State health inspectors documented 21 deficiencies at CHAPMAN VALLEY MANOR during 2021 to 2024. These included: 1 that caused actual resident harm and 20 with potential for harm. Deficiencies causing actual harm indicate documented cases where residents experienced negative health consequences.

Who Owns and Operates Chapman Valley Manor?

CHAPMAN VALLEY MANOR is owned by a non-profit organization. Non-profit facilities reinvest revenue into operations rather than distributing to shareholders. The facility operates independently rather than as part of a larger chain. With 35 certified beds and approximately 22 residents (about 63% occupancy), it is a smaller facility located in CHAPMAN, Kansas.

How Does Chapman Valley Manor Compare to Other Kansas Nursing Homes?

Compared to the 100 nursing homes in Kansas, CHAPMAN VALLEY MANOR's overall rating (4 stars) is above the state average of 2.9, staff turnover (50%) is near the state average of 46%, and health inspection rating (4 stars) is above the national benchmark.

What Should Families Ask When Visiting Chapman Valley Manor?

Based on this facility's data, families visiting should ask: "Can I visit during a mealtime to observe dining assistance and food quality?" "How do you handle medical emergencies, and what is your hospital transfer rate?" "Can I speak with family members of current residents about their experience?"

Is Chapman Valley Manor Safe?

Based on CMS inspection data, CHAPMAN VALLEY MANOR has a clean safety record: no substantiated abuse findings (meaning no confirmed cases of resident harm), no Immediate Jeopardy citations (the most serious violation level indicating risk of serious injury or death), and is not on the Special Focus Facility watch list (a federal program monitoring the lowest-performing 1% of nursing homes). The facility has a 4-star overall rating and ranks #1 of 100 nursing homes in Kansas.
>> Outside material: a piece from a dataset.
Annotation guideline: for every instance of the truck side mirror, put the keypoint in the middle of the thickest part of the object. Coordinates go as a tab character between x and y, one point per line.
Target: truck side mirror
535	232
While no facility is perfect, families should still ask about staff-to-resident ratios and recent inspection results during their visit.

Do Nurses at Chapman Valley Manor Stick Around?

CHAPMAN VALLEY MANOR has a staff turnover rate of 50%, which is about average for Kansas nursing homes (state average: 46%). Moderate turnover is common in nursing homes, but families should still ask about staff tenure and how the facility maintains care continuity when employees leave.

Was Chapman Valley Manor Ever Fined?

CHAPMAN VALLEY MANOR has no federal fines on record. CMS issues fines when nursing homes fail to meet care standards or don't correct problems found during inspections. The absence of fines suggests the facility has either maintained compliance or corrected any issues before penalties were assessed. This is a positive indicator, though families should still review recent inspection reports for the full picture.

Is Chapman Valley Manor on Any Federal Watch List?

CHAPMAN VALLEY MANOR is not on any federal watch list. The most significant is the Special Focus Facility (SFF) program, which identifies the bottom 1% of nursing homes nationally based on persistent, serious quality problems. Not being on this list means the facility has avoided the pattern of deficiencies that triggers enhanced federal oversight. This is a positive indicator, though families should still review the facility's inspection history directly.